Patricia M Godfrey wrote:

> Jordan is right about parity/ECC support being a function of the chipset,
> but I thought the BX was precisely the one that did NOT support ECC. (ECC
> SIMMS or DIMMS will run in a non-ECC board, they just won't have ECC
> turned on. Are you sure it's running in ECC mode? Check your CMOS.)

Patricia,

I'm quite sure I had ECC running on the Asus P2B-F motherboard I used for
four years. The current motherboard, an Asus P3B-F, a very direct descendant
also utilizing a 440-BX chipset, has a BIOS setting for enabling ECC. It is
turned off at the moment (the default), because I just had this box rebuilt with
mostly new components, and I never got around to finalizing every last BIOS
setting.
(The layout of _this_ Award BIOS, vs. the prior one, is the main apparent point
of difference. It seems to me that the previous BIOS had several more screens,
and quite a few more possible settings one could make.)

The ECC capability was an explicit requirement I had in my list of specifications
for the guy who built it. I'm sure that carries over with the later board, which
is
extremely similar. I wanted to stay with the BX chipset -- one of the best to
ever
come down the pike, and with some advantages over the chipsets on later ASUS
motherboards -- and to keep everything as close as possible, in order to minimize
migration issues in maintaining compatibility for OS/2.

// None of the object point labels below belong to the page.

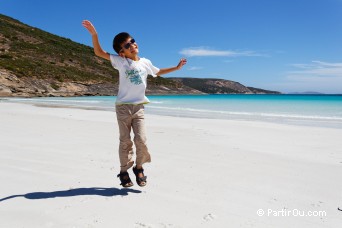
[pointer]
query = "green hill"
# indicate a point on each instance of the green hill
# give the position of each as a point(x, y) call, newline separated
point(34, 62)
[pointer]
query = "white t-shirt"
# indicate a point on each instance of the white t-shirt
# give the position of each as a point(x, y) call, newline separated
point(132, 79)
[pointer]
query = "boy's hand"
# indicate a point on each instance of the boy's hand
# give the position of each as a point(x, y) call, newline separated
point(181, 63)
point(89, 26)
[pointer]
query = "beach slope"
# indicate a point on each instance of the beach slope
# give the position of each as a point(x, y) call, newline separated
point(59, 166)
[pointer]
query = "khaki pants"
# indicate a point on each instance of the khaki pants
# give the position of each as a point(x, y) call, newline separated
point(132, 117)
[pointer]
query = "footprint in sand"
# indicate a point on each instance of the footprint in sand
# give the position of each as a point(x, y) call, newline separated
point(209, 217)
point(160, 225)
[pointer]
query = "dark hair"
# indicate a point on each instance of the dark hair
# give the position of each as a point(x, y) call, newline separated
point(119, 39)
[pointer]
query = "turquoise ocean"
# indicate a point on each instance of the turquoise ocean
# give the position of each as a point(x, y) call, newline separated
point(311, 110)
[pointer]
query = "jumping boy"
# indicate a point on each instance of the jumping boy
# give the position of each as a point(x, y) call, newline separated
point(130, 101)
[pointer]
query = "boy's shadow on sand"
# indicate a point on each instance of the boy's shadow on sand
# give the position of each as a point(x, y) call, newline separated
point(108, 192)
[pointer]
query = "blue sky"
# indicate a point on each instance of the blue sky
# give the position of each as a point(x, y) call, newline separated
point(288, 45)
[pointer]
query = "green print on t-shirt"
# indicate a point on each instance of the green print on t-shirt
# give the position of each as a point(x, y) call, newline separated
point(134, 76)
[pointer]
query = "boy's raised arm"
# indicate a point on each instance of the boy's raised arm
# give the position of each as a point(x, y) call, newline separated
point(97, 47)
point(181, 63)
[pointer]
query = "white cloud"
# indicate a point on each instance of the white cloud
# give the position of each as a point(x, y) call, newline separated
point(204, 51)
point(195, 68)
point(316, 69)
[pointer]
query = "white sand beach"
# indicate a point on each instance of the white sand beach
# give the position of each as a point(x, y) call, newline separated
point(59, 166)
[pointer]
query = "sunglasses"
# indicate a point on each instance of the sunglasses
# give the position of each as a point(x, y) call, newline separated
point(128, 45)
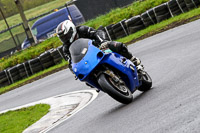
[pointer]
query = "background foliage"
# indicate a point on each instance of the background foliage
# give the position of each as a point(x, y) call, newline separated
point(9, 7)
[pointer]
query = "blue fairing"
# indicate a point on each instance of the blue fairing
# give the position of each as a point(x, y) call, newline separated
point(95, 57)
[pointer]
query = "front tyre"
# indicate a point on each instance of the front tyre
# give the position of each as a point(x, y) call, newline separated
point(146, 81)
point(118, 91)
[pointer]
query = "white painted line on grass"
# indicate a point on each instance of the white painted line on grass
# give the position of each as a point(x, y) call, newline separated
point(62, 107)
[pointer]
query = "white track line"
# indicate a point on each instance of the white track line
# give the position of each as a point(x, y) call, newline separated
point(62, 107)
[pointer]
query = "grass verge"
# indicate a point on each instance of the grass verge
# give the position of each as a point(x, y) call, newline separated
point(17, 121)
point(163, 26)
point(152, 30)
point(34, 77)
point(29, 53)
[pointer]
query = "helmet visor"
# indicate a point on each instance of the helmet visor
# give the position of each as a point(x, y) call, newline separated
point(65, 38)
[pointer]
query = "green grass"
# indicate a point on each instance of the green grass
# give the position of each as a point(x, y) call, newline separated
point(119, 14)
point(34, 51)
point(17, 121)
point(162, 25)
point(33, 77)
point(29, 53)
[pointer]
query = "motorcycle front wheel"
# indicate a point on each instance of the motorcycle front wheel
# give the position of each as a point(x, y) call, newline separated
point(119, 92)
point(146, 82)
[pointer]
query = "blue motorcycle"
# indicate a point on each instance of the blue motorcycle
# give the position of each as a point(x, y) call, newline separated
point(107, 71)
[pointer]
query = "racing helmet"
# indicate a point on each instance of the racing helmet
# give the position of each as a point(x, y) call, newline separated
point(66, 31)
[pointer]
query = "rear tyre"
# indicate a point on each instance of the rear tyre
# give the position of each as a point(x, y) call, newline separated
point(119, 92)
point(146, 82)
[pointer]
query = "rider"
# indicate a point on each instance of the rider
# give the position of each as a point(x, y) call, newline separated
point(68, 33)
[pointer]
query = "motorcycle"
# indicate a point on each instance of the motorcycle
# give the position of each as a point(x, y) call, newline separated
point(107, 71)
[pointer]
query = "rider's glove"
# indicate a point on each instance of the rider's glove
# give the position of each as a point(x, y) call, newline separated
point(104, 45)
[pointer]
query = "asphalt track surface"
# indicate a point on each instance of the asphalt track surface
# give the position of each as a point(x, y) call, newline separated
point(172, 58)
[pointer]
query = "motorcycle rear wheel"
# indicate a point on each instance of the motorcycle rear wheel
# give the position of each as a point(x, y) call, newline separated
point(121, 92)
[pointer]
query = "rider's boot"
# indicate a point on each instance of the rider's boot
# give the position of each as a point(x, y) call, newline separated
point(137, 62)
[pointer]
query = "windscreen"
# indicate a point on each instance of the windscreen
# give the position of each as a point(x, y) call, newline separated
point(78, 49)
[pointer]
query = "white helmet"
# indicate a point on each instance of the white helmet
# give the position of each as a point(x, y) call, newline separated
point(66, 31)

> The thing is, Intel makes chipsets as well as CPUs; and in some cases, Intel
> CPUs would only work on boards that had Intel chipsets. And of course,
> Intel and AMD CPUs and have needed different Mboards since Pentium Pro
> days.

Wasn't the 440-BX an Intel chipset ? I think so . . . which would be consistent
with this proposition.

> Then there was the whole Rambus-DDR mess, which was pretty much MMX
> all over again.

Get used to it. From what I'm hearing lately, DDR is pretty much the new
standard. But the prices have come down for it, at least.

>     Anyway, this mad pursuit of speed is wasted effort for the things that
> most people use their PCs for. My current machine, an AMD K6/2 at 333
> Mhz, is not appreciably slower running WordPerfect or QuattroPro than the
> office Pentium IIIs at about 500 MHz; of course, I have 160 to their 128
> MB of Ram and a cleaner setup. Their online access is faster, but that's
> because my phone lines are subject to some horrible interference. And, of
> course, we've long known that XyWrite DOS runs faster on a 286 than Word
> on a Pentium 4. (Maybe that should be XyW's slogan?)

Well, it depends. What most people run (?) . . . I'm not even sure that
applies,
because Windows and Windows app.s are such turgid bloatware, very resource
intensive and wasting of resources. 512M of RAM is not that much for NT or
later, particularly if you run stuff like PhotoShop. If you run that, or some
other
graphics app.s (can't recall some of the names right now, but there is another
one that makes really excessive hardware demands), compile code, or do stuff
with big databases, I think you would notice a big difference. I just do some
moderately heavy multi-tasking, and I notice the difference. Bootups and shut-
downs of OS/2 or W2K proceed more expeditiously also. If and when I get VPC
(to run Win-32 app.s inside OS/2, instead of having to boot into W2K), I've
been told that the P-III / 850 I now have is just about entry-level: for that
emulation to work best, more horsepower would definitely improve performance.